NEW YORK, June 9 – Bankrupt crypto exchange FTX received court permission on Friday to remove customer names from all filings in its bankruptcy case, persuading a U.S. judge that publishing the names would put people at risk of scams and identity theft.
U.S. Bankruptcy Judge John Dorsey in Wilmington, Delaware, ruled that FTX can permanently redact the names of individual customers from its bankruptcy filings, after hearing testimony that publishing customers’ names would place them at risk even if other identifying information like their email address was kept secret.
“It is the customers who are the most important issue in this case,” Dorsey said. “We want to make sure that they are protected and they don’t fall victim to any types of scams.”
In January, Dorsey had allowed FTX to keep secret the names of 9 million of its individual customers for three months.
On Friday, Dorsey also authorized FTX to remove the names of companies and institutional investors from its customer lists on a temporary basis, saying FTX will have to make a new request in 90 days. Dorsey said those customers do not face the same risks as individuals, but their names could be valuable property if FTX decides to sell its crypto exchange business as a whole or sell its customer list separately.
Dorsey also addressed a longstanding dispute between FTX’s U.S. bankruptcy team and liquidators overseeing the wind-down of FTX’s Bahamian affiliate FTX Digital Markets, ordering the two sides to find a mediator and try to avoid inconsistent rulings in the separate court proceedings in the U.S. and Bahamas.
Dorsey denied the Bahamian liquidators’ request to begin litigation in Bahamas courts over assets held by the U.S. debtors.

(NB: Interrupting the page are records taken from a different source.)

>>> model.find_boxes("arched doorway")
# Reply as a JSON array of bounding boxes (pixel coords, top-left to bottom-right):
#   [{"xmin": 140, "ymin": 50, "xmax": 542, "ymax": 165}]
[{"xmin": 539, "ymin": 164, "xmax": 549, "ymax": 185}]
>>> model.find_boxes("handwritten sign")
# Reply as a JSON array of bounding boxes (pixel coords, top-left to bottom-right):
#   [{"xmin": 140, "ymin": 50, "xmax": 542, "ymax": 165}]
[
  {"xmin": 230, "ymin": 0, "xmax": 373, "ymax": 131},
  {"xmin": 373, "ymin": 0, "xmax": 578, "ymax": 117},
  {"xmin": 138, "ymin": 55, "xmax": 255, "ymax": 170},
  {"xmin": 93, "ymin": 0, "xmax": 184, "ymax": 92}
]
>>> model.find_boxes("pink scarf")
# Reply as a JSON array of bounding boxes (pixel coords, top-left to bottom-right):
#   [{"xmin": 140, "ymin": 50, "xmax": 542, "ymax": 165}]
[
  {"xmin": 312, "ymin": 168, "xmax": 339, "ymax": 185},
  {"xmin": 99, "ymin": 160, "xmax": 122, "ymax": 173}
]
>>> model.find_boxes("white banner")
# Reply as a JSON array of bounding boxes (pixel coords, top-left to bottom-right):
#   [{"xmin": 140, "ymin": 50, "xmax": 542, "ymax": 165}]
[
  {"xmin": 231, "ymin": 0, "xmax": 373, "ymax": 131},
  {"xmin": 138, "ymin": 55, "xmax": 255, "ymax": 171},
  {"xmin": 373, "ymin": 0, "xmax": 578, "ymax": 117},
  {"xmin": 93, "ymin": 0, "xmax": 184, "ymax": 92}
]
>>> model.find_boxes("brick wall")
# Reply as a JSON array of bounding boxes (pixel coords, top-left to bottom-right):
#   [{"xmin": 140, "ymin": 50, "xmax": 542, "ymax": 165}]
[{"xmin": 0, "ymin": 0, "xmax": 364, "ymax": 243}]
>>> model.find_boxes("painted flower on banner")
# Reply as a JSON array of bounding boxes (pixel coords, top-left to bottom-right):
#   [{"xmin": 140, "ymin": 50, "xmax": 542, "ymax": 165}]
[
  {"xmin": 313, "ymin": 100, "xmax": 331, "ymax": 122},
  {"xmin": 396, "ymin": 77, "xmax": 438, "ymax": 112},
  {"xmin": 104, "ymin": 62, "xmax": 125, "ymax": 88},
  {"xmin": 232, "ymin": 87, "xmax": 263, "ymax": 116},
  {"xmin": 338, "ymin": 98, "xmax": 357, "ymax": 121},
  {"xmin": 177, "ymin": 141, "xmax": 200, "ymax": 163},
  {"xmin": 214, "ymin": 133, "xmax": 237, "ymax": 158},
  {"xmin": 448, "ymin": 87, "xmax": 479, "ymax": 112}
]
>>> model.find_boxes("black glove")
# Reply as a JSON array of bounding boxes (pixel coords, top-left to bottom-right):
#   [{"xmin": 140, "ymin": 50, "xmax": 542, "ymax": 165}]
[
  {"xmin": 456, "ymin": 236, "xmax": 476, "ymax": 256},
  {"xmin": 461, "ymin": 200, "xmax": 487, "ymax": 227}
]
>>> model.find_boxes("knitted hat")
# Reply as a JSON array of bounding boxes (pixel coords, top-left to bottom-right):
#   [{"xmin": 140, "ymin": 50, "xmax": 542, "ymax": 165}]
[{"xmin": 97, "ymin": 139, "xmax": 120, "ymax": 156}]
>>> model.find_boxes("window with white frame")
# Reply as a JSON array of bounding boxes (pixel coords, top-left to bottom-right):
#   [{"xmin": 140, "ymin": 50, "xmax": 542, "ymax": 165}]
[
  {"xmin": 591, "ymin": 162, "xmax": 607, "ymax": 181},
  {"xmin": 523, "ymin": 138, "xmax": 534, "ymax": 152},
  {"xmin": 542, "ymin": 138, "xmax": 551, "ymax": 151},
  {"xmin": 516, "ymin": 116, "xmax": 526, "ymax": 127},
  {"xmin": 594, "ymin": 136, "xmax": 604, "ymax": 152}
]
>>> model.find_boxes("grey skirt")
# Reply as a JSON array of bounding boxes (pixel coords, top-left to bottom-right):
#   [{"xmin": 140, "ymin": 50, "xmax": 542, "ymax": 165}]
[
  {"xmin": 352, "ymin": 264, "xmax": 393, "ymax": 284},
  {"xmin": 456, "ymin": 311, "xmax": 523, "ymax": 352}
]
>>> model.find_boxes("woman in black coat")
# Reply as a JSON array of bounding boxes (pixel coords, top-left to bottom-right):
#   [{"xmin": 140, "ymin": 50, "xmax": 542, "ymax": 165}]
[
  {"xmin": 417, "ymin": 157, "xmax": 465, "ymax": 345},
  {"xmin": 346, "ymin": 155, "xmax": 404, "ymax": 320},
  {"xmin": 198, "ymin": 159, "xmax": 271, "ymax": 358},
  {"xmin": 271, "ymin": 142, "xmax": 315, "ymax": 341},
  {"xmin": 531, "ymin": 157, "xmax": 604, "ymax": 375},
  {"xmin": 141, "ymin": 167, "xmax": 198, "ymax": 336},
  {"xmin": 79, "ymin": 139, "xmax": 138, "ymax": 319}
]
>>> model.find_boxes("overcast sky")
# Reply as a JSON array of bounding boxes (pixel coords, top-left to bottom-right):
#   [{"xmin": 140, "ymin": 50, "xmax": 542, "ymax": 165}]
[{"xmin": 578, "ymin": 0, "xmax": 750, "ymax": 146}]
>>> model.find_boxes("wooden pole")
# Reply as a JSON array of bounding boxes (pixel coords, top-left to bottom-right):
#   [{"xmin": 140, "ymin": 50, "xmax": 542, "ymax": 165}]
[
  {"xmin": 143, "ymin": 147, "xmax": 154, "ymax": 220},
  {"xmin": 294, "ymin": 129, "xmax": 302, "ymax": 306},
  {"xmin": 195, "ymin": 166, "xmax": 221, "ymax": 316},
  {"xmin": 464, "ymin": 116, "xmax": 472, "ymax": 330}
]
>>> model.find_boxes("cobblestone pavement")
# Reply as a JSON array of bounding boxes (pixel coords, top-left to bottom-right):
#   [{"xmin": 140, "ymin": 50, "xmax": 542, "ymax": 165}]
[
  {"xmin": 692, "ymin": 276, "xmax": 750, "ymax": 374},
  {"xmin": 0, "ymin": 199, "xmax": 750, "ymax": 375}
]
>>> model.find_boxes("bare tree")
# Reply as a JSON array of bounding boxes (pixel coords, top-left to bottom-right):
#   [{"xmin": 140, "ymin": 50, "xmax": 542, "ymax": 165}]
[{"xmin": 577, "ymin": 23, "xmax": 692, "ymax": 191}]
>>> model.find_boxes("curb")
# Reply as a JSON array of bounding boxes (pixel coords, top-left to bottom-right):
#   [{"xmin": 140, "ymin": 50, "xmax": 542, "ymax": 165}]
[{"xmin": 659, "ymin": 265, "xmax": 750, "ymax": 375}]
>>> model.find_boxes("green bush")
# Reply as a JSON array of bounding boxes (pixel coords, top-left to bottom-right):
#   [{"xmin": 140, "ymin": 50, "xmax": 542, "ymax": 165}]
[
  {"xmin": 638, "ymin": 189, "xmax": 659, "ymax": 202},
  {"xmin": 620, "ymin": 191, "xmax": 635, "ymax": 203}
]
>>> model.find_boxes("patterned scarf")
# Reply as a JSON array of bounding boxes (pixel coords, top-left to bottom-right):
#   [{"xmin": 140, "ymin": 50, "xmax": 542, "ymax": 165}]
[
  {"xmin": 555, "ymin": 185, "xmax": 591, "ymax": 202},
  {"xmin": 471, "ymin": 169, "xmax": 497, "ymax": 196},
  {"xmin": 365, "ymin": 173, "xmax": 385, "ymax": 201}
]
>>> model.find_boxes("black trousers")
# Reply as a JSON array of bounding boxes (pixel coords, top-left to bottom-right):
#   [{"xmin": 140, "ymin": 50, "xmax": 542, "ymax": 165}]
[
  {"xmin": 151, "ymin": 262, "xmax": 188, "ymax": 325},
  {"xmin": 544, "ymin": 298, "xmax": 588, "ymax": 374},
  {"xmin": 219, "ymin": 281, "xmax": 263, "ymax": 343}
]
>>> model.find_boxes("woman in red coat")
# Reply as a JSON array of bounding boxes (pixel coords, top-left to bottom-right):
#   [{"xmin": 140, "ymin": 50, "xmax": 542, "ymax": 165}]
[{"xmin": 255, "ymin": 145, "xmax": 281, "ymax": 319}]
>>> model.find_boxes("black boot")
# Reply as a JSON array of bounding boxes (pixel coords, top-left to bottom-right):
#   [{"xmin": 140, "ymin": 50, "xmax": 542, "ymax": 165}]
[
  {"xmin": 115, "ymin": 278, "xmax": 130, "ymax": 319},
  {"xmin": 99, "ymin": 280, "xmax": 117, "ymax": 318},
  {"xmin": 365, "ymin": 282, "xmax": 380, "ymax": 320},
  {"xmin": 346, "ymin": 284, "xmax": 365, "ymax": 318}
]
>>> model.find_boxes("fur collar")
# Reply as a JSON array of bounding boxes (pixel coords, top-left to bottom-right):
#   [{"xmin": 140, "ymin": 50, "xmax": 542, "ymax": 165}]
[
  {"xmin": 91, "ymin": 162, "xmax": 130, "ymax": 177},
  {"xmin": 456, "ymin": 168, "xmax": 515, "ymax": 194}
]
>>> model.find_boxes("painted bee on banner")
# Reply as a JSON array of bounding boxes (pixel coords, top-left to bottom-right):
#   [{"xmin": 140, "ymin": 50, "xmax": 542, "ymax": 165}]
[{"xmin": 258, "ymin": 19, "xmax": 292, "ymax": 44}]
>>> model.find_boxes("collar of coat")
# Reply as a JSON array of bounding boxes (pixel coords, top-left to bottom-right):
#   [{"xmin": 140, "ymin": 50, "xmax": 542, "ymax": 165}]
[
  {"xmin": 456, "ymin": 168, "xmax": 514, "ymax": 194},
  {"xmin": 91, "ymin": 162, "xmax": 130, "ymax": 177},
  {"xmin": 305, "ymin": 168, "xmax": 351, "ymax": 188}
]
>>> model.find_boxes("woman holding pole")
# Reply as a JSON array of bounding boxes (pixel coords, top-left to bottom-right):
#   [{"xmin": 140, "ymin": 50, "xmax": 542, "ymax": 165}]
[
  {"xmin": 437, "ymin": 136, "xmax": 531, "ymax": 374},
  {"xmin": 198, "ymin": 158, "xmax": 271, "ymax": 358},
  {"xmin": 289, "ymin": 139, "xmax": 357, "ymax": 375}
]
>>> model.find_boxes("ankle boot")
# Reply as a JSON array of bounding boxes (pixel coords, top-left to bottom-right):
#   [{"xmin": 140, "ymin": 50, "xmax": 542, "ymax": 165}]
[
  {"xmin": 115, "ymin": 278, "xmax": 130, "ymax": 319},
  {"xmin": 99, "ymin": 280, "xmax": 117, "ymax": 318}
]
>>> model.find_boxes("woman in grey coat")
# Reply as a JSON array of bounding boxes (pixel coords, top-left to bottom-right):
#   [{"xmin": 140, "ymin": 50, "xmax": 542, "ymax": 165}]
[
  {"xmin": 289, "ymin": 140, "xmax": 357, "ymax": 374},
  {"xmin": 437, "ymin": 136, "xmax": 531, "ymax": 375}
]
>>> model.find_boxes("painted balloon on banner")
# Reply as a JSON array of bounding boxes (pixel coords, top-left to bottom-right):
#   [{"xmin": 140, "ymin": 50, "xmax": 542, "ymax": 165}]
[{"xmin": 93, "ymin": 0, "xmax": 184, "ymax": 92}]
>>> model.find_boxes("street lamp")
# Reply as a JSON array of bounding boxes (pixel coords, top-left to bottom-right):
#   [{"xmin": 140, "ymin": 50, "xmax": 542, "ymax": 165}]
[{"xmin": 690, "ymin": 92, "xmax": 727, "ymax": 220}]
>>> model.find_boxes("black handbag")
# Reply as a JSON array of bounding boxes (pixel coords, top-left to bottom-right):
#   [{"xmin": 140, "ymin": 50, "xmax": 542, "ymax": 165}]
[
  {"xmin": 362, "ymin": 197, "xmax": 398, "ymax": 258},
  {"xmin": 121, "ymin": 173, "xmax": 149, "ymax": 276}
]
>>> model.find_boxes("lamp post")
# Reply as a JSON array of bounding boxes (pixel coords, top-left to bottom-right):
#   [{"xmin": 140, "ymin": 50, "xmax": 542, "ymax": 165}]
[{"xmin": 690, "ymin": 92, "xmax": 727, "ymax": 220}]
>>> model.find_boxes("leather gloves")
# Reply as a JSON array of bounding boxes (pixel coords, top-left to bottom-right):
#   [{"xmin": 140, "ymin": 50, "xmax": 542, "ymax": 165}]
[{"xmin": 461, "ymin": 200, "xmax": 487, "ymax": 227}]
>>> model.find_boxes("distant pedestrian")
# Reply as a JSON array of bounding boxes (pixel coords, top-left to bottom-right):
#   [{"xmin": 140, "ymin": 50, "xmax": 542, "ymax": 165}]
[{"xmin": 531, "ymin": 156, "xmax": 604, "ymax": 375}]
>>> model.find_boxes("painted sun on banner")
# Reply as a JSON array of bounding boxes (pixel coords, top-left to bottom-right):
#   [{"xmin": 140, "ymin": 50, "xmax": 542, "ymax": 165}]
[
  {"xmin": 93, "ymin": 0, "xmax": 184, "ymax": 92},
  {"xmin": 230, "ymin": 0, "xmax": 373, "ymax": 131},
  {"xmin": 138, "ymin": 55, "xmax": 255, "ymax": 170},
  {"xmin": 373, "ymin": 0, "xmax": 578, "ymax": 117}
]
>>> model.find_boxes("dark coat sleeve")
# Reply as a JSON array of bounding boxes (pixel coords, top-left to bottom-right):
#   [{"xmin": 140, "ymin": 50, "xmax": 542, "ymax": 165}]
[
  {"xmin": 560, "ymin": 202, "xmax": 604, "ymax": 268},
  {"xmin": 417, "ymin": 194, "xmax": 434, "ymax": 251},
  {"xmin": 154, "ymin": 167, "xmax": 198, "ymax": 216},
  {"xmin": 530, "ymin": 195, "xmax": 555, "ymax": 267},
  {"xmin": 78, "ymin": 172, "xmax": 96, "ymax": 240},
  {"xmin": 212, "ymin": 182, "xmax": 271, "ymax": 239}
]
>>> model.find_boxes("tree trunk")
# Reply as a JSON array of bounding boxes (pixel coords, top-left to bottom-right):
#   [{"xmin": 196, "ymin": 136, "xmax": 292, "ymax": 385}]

The judge said on Thursday that he would not defer to a Bahamian court’s ruling on which FTX company should control assets and take up responsibility for repaying customers, and he said on Friday that he would not expect a Bahamian court to follow his orders, either.
The whole situation cries out for more cooperation, Dorsey said, adding that he had been “lying in bed at 3 a.m. trying to figure out what to do with this mess.”
The Bahamian insolvency case began one day before FTX Trading and more than 100 affiliates in November filed for bankruptcy protection in Delaware to address claims that the company misused and lost billions of dollars worth of customers’ crypto deposits.
FTX founder Sam Bankman-Fried and several company insiders have been indicted on fraud charges for their role in the company’s collapse. Bankman-Fried is fighting the charges. Several other insiders have pleaded guilty and agreed to cooperate with prosecutors.